Why Every Brand Wants to Be a Cereal Box Now

By Mad Team on August 28, 2025

Something strange is happening in packaging design. Scroll past any trending product on Instagram, and chances are it now looks suspiciously like breakfast cereal for design-forward adults. Soft blocks of pastel, chunky lettering, illustrations that feel like doodles you’d draw waiting at the dentist. It’s chaos, but curated chaos—the kind that screams, “We’re fun, but we’re premium, but don’t take us too seriously.”

You’ve seen it with oat milk. You’ve seen it with sparkling water. Now protein bars, vitamin gummies, and even finance apps are dressing up in the same Technicolor cheer. What’s going on? Deep in this rabbit hole I found a theory: this is marketing’s response to melancholy. Call it the Great Softening. After a few years of hard news, hard edges, and hard times, brands are wrapping themselves in Gen Z baby blankets. Bold copy in lowercase, cartoon croissants, smiley faces with no noses. It’s the visual language of emotional safety.
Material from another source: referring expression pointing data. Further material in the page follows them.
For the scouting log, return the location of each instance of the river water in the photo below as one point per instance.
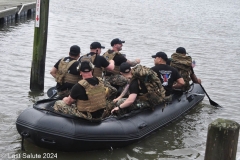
(209, 30)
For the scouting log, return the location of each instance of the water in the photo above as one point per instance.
(208, 30)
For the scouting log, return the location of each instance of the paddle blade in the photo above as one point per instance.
(51, 91)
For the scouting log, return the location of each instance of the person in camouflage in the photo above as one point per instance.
(88, 98)
(168, 75)
(183, 64)
(99, 62)
(113, 77)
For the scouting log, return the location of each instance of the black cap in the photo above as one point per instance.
(161, 55)
(125, 67)
(181, 50)
(75, 50)
(96, 45)
(116, 41)
(85, 66)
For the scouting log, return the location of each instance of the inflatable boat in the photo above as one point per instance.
(45, 128)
But the real kicker is how specific this look is. Not just playful, but curated to look like a design student made it in Figma at 2am. The art direction says, “We don’t hire agencies.” Except, they absolutely do. This is the new visual eliteism. To look casual, you now need a 12-slide internal brand deck and a Slack channel called something like #vibe-check.
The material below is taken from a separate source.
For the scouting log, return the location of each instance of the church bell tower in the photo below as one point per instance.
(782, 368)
This isn’t a criticism. It’s working. These brands leap off shelves and screens because they’ve figured out how to perform authenticity without sacrificing polish. For marketers and designers in New Zealand, it's a cheeky reminder. You don’t need to be loud, or even traditionally clever. You just need to make people feel like they’re in on the joke—and be very, very good at pretending you didn’t try so hard.